Major Phone carriers in the US have indicated that they will provide their customer with free tools to block robocalls. This is part of an agreement signed by Attorney Generals of 50 states including the District of Colombia with the telecommunications companies to eradicate the problem of illegal robocalls.
Major carriers sign agreement to block robocalls
The agreement was reached at by major phone carriers such as AT& T Inc. (NYSE: T), Sprint Corp (NYSE: S), and Verizon Communications (NYSE: VZ) among other large telecommunication companies. Small carriers have not signed the agreement yet. The agreement aims to combat and prevent phone ringing annoyance.
The companies have agreed that some robocalls shall be blocked at the network level and it will make it difficult to use fake caller ID numbers. The blocking technology will be integrated into the various phone networks’ infrastructure at no cost to the consumer. Equally, those clients who will like more screening tools the telecoms will offer other call labeling and blocking tools.
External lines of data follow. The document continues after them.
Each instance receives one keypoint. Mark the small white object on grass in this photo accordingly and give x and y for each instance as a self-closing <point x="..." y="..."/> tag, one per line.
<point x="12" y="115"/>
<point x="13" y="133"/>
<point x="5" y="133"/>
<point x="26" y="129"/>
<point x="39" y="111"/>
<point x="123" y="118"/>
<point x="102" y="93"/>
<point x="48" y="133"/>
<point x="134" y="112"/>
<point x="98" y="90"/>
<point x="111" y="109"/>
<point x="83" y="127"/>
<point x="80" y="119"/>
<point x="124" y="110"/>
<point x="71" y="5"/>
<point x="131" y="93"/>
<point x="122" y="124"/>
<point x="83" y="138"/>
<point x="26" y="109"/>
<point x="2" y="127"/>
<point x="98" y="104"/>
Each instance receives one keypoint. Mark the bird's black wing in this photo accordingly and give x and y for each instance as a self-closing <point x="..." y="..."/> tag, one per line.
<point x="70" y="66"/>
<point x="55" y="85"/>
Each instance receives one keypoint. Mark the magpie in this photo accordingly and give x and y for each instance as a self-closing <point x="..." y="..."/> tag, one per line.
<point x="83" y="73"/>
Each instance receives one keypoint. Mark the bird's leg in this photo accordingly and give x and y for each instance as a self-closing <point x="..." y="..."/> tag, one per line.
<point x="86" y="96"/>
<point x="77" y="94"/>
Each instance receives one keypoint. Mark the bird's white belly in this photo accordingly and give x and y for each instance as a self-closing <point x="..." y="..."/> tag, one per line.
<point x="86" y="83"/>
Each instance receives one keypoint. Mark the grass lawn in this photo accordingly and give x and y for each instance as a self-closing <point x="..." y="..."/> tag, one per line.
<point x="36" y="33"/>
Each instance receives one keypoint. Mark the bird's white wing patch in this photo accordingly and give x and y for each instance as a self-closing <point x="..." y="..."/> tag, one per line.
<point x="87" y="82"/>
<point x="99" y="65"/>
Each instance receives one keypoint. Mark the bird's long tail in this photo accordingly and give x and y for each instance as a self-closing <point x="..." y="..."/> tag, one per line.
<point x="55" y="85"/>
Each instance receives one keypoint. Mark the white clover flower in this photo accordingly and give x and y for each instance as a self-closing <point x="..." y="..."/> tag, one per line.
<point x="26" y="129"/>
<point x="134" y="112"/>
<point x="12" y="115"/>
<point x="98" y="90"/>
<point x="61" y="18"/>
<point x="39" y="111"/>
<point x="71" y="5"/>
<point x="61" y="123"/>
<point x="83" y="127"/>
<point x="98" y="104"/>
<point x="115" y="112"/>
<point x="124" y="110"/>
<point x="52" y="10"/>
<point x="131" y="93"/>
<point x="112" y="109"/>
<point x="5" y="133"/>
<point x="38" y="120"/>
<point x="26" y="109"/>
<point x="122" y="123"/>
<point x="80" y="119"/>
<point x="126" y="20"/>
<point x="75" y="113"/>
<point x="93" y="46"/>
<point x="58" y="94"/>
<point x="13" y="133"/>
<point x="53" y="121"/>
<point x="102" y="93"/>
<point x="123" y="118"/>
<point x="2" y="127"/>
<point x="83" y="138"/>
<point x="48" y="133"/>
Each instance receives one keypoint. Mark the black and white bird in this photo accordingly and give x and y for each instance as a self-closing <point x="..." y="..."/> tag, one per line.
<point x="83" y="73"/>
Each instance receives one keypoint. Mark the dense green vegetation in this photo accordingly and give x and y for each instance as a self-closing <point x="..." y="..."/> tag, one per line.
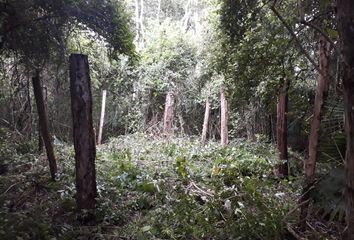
<point x="224" y="119"/>
<point x="151" y="190"/>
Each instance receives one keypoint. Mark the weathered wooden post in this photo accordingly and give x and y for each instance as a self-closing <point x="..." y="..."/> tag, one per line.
<point x="83" y="133"/>
<point x="43" y="123"/>
<point x="224" y="118"/>
<point x="103" y="108"/>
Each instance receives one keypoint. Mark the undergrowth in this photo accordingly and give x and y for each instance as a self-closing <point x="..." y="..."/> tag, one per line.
<point x="149" y="189"/>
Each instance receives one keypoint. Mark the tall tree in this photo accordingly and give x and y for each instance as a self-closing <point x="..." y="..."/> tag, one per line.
<point x="320" y="98"/>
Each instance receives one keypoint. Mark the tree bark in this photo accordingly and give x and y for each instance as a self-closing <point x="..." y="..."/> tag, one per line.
<point x="345" y="16"/>
<point x="158" y="11"/>
<point x="168" y="115"/>
<point x="321" y="95"/>
<point x="83" y="133"/>
<point x="224" y="119"/>
<point x="206" y="121"/>
<point x="282" y="130"/>
<point x="43" y="124"/>
<point x="100" y="132"/>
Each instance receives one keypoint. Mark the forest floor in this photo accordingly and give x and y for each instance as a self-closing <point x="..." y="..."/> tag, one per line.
<point x="153" y="189"/>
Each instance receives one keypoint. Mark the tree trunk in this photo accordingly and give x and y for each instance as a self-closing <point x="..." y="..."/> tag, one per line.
<point x="100" y="132"/>
<point x="224" y="119"/>
<point x="206" y="121"/>
<point x="321" y="94"/>
<point x="84" y="137"/>
<point x="282" y="130"/>
<point x="168" y="116"/>
<point x="345" y="12"/>
<point x="137" y="21"/>
<point x="43" y="124"/>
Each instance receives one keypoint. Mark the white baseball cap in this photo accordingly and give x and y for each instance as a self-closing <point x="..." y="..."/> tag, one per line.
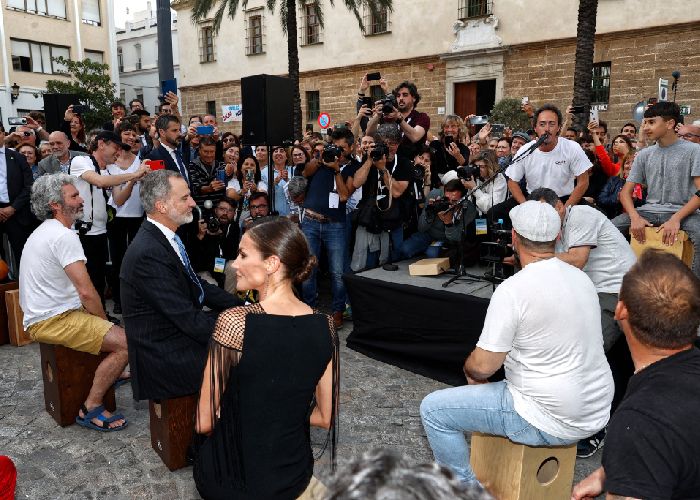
<point x="536" y="221"/>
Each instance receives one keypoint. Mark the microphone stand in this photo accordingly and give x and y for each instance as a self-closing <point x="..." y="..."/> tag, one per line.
<point x="460" y="272"/>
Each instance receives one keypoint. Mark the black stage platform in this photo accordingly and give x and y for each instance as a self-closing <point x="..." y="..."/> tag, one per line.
<point x="416" y="324"/>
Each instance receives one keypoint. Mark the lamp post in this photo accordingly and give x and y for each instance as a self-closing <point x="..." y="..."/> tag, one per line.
<point x="14" y="93"/>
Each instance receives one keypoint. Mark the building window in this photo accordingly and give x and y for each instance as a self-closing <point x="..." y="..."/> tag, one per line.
<point x="255" y="25"/>
<point x="95" y="56"/>
<point x="377" y="22"/>
<point x="313" y="105"/>
<point x="600" y="84"/>
<point x="211" y="108"/>
<point x="54" y="8"/>
<point x="206" y="44"/>
<point x="91" y="12"/>
<point x="470" y="9"/>
<point x="137" y="50"/>
<point x="37" y="57"/>
<point x="310" y="25"/>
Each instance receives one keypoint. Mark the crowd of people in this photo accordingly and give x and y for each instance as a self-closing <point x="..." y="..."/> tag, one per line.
<point x="211" y="241"/>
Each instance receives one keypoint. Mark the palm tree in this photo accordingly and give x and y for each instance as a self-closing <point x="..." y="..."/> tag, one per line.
<point x="583" y="69"/>
<point x="288" y="9"/>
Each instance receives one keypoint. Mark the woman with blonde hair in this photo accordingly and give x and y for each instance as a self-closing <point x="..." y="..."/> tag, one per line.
<point x="449" y="149"/>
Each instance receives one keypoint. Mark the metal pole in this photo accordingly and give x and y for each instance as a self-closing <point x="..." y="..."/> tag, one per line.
<point x="165" y="42"/>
On Thursday, North Carolina Attorney General, Josh Stein, stated that they owe everything to the vulnerable in the community and they are willing to do everything to ensure they are protected. He added that with the prevention measures, phones will now be ringing less often. Stein and other attorney generals indicated that robocalls normally present hassles and interruptions to a lot of people, and in some circumstance they calls can be unsafe.
Agreement not binding legally
However, there is no timeline to the agreement, and it is not legally binding for now. The lawmakers have indicated that this won’t stop all robocalls but will nonetheless make it easier to track bad actors.
Senior Counsel at the National Consumer Law Centre, Margot Saunders states that the efforts will be vital in the overall fight, but that still is not enough. There are pertinent issues regarding the blocking of the calls, whether it will be automatic or will have to be turned on. She opines that the agreement should have come from the Federal Communication Commission, which is mandated to set regulations on calls.